Na verdade, ao optar-se por uma solução desta natureza permitir-se-ia aos clubes incorrerem em situações de incumprimento das obrigações salariais durante a temporada sem daí decorrerem quaisquer sanções.
Bastar-lhes-ia satisfazer as suas obrigações até ao dealbar da época seguinte para que fossem licenciados para a competição.
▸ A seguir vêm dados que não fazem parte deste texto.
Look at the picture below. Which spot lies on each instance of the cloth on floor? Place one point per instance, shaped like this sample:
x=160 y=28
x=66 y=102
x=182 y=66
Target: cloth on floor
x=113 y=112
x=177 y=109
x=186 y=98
7 - Mas, mais do que remediar, há que prevenir!
A par da adopção de um tipo disciplinar punindo as situações de incumprimento salarial com despromoção, há que evitar a sua ocorrência.
Para tal, necessário se torna consignar mecanismos de controlo orçamental, que garantam a existência dos proventos suficientes para assegurar o pagamento dos encargos assumidos.
Aqui sim, se compreende e estimula a implementação de soluções de licenciamento.
No início de cada época desportiva, os clubes que pretendessem participar nas competições profissionais teriam que apresentar na Liga os respectivos orçamentos acompanhados dos documentos comprovativos das receitas e despesas aí previstos, em ordem à sua habilitação.
Assim se caucionaria a inexistência futura de situações de incumprimento salarial, com a evidente e natural ressalva dos casos excepcionais e imprevistos.
E para estes funcionaria o tipo disciplinar que, assim, assumiria a feição de extrema ratio punitiva.
Não me parece é que os clubes estejam dispostos a avocar tamanho risco!

8 - A partir de 2010, entrará em fase de testes a introdução de dois árbitros de área, para além dos três elementos tradicionais da equipa de arbitragem.
Não posso deixar de concordar com o princípio, mas penso que os custos desta medida não cobrem os seus benefícios.
Se, por um lado, se limitam os erros de julgamento nas zonas onde verdadeiramente se decidem os jogos, por outro, o financiamento e o recrutamento afiguram-se-me de difícil satisfação.
Não há nem dinheiro para pagar a tantos árbitros, nem tão pouco árbitros em número suficiente.

9 - Pelo contrário, a utilização das novas tecnologias redundaria numa solução mais eficaz e mais barata.
Os equívocos decresceriam ainda mais, não seriam necessários mais árbitros (bastariam alargar o âmbito de competências do 4º árbitro) e a médio-longo prazo os custos seriam bem menores.

10 - A reunião do International Board defraudou as expectativas não tanto neste aspecto (penso que poucos esperavam que se avançasse mais), mas ao desprezar a possibilidade de criar sanções disciplinares intermédias.
As exclusões temporárias são uma inevitabilidade como forma de combate sério e eficiente ao jogo faltoso e como meio de salvaguarda da integridade física dos jogadores.
Actualmente, os árbitros não dispõem do expediente disciplinar adequado para punir as situações que designaria de "alaranjadas", isto é, aquelas para as quais um amarelo é quase um prémio, mas que um vermelho é um castigo demasiado severo.